4. Conclusion
There is no doubt that the US’s retreat from international economic governance has given the global trading system its biggest shock for decades, perhaps since the liberal order was constructed in the aftermath of the Second World War. There is also a danger, probably less immediate, that wayward policymaking in Washington means the US dollar will cease to underpin the international banking and trading systems.

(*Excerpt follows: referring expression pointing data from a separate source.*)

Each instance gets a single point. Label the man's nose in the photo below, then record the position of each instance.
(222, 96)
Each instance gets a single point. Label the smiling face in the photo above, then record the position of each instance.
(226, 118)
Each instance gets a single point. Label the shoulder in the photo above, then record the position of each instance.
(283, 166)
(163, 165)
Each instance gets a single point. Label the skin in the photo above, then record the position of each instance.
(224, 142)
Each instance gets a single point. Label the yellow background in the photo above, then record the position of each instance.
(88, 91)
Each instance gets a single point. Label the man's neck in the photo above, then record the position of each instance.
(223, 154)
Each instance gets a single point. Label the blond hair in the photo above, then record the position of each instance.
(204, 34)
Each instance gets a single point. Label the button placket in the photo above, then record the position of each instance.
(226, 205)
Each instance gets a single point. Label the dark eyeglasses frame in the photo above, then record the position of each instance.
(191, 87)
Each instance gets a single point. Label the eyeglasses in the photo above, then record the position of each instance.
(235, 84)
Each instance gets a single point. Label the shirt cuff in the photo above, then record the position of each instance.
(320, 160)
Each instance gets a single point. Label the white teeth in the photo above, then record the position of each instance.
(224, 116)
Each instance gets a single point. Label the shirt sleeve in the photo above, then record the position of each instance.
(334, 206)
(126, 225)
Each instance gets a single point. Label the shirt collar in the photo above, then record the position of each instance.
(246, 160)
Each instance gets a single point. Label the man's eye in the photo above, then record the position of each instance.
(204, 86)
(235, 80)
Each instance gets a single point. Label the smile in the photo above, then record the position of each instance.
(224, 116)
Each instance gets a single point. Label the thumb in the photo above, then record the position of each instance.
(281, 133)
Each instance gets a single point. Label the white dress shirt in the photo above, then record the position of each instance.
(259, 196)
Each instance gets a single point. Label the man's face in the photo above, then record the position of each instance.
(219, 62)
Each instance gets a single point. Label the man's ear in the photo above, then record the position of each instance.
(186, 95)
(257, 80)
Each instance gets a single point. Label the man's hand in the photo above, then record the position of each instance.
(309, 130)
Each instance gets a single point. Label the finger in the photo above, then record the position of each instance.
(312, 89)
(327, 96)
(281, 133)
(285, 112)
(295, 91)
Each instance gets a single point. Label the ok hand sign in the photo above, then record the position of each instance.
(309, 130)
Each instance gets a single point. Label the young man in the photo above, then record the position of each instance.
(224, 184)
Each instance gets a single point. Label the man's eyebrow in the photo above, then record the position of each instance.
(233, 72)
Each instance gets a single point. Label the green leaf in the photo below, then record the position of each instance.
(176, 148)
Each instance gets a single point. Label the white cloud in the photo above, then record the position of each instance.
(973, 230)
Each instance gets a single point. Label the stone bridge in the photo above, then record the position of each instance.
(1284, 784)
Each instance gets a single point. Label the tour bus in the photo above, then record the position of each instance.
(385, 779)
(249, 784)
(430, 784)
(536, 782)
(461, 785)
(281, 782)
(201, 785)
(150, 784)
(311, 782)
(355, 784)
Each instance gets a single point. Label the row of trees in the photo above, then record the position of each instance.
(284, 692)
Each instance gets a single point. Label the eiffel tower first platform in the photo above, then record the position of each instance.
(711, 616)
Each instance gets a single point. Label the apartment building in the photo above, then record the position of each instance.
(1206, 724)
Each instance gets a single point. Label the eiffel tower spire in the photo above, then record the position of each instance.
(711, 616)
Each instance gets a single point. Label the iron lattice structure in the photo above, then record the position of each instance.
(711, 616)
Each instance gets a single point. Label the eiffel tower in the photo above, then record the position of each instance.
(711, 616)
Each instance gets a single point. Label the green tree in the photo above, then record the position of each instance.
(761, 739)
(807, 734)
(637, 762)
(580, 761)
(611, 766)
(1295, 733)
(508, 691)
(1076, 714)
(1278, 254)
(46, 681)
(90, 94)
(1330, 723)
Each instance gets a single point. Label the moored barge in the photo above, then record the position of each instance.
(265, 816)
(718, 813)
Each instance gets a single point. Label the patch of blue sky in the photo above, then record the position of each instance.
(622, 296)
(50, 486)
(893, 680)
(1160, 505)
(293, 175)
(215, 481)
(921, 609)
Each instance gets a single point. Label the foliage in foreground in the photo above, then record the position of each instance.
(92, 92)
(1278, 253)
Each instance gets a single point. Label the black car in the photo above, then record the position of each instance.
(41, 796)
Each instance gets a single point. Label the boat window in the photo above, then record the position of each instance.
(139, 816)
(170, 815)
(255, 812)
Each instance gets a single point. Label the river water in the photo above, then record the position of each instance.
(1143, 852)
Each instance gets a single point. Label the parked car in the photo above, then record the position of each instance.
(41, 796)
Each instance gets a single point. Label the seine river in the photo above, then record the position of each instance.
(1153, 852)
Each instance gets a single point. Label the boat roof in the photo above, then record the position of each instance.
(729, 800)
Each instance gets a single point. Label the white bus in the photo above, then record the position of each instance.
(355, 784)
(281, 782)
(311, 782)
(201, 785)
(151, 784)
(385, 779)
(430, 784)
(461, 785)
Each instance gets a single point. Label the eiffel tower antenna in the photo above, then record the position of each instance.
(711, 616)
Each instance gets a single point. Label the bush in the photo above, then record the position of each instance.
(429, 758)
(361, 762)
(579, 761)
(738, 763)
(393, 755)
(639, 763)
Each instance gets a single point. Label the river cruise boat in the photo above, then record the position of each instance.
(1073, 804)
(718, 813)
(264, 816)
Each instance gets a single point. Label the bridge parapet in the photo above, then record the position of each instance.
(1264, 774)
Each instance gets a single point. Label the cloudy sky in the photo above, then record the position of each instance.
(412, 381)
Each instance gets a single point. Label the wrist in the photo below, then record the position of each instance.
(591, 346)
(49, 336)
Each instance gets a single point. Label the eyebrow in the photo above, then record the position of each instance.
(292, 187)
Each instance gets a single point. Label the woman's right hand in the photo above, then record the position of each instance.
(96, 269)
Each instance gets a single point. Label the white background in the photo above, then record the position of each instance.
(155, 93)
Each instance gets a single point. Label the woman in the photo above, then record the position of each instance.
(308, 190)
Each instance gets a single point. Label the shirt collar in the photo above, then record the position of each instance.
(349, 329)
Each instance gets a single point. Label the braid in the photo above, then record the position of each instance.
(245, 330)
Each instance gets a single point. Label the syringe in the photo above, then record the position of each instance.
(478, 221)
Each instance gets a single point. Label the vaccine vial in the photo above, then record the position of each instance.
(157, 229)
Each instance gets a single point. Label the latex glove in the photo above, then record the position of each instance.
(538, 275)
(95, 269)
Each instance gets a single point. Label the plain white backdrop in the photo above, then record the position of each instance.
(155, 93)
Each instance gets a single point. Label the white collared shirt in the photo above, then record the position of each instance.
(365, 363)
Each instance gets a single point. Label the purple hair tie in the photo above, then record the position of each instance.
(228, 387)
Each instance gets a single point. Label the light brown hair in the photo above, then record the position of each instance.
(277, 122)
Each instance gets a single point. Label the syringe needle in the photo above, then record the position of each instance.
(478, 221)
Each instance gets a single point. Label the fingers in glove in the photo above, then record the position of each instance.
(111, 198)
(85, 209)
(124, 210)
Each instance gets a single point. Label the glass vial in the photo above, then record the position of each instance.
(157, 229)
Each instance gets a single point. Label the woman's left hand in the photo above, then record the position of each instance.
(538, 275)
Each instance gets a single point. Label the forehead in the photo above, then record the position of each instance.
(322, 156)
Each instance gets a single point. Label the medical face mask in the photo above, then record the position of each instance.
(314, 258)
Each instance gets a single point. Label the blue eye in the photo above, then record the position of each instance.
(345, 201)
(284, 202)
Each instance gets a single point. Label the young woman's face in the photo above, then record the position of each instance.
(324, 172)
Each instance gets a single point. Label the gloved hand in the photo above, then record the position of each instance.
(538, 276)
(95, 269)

Is it obvious that the world needs a new leader in both areas? If so, how could one emerge and operate? In monetary affairs, the need is not pressing and the path forward for potential rivals reasonably clear, if of uncertain length. Trade is much trickier. The old game of a dominant player enforcing consensus values in the trading system, which in any case never really delivered a truly global multilateral arrangement, is very likely gone. No future government is likely to take up that role again. The big powers need to be more flexible and imaginative. They need to replace a single anchor with a set of stays to hold the global system upright, make that system more flexible, and aim to cover new areas as well as possible rather than bring them under the same set of institutions.36
In the meantime, leading economies such as Japan, China and the EU need to find any way they can, however ad hoc and partial, to prevent the US from destroying institutions such as the WTO dispute settlement system. The important thing is not to preserve all organizations as they currently are. Indeed, the US assault on institutions such as the WTO has underlined their vulnerability and their need for renewal, which should include wider coverage for their rules and nimbler governance.
The task of leading economies – including of future, more cooperative US administrations – is to use creativity and coalition-building. The challenge is to carry forward the principles of rules-based trading without again relying on a single country to bear an outsized part of the burden of translating them into practical governance.